Yangmei is sometimes confusingly sold under the name 'arbutus', which is the scientific name for another fruit,Arbutus unedo, known in Italy by the common name of corbezzolo, a berry of similar appearance. Unlike arbutus, yangmei plants or fruit are unlikely to be found in the United States or Europe. Canned or dried fruits can sometimes be found in Asian supermarkets around the world.
However, to try fresh yangmei, the best thing to do is to visit China during the peak fruit season, from May to July. It is often sold by roadside fruit vendors.
HOW TO CLEAN YANGMEI
The easiest way to clean yangmei is to first wash them with water, then fill a pot with water. Add 1 teaspoon/5g of salt per 2 cups/500 ml of water. (You can also replace the salt with baking soda if you prefer). Add the yangmei and let it soak for 20-30 minutes. Stir in one direction every few minutes with chopsticks or a spoon. Drain, wash again with fresh water and dry on a paper towel. Or a towel that you don't mind staining - these juices are like those of a beetroot, so be careful when eating!

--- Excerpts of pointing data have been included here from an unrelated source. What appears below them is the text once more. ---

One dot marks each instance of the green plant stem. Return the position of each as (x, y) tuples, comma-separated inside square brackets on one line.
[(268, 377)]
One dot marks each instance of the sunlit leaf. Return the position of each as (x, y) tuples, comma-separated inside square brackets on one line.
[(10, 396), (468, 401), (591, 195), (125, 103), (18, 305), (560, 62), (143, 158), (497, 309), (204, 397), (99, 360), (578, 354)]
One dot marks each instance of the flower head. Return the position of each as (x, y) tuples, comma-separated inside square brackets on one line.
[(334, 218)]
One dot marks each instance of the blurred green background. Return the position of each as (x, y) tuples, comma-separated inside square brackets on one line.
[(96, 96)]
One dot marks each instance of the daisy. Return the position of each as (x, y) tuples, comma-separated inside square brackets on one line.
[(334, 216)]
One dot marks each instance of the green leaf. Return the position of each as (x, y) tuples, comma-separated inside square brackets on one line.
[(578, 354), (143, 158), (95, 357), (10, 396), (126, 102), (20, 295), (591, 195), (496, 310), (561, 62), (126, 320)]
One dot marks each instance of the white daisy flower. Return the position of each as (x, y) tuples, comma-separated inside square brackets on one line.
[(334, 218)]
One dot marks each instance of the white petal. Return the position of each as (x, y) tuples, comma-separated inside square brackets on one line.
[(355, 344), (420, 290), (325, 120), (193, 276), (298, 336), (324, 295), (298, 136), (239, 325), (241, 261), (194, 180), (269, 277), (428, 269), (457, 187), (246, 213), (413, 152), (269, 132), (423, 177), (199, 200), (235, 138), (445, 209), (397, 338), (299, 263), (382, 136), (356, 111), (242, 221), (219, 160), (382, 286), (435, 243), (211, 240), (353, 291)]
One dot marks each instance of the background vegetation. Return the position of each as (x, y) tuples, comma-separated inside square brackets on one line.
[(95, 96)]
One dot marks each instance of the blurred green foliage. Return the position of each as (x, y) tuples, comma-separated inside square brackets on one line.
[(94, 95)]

The downside of yangmei is that they are extremely perishable and are only available for a short time in early summer - which makes the fresh fruit even more valuable. You'll find yangmei juice, baijiu infused yangmei and dried yangmei available all year round, but for freshness, summer is the right time.
HOW TO EAT YANGMEI
Select berries that are a deep dark brown colour, bordering on purple, because they are best for fresh consumption. It is best to look at them and make sure they are free of defects. Take them home and wash them (see above), and then put them in your mouth. Watch out for small stones!
YANGMEI IN ITALY
According to Fruitseeker, Italian nurseryman Francesco Gandini from Guidizzolo has had yangmei plants for about ten years and has a very good production from them, although the fruit is small and the yield varies between seasons.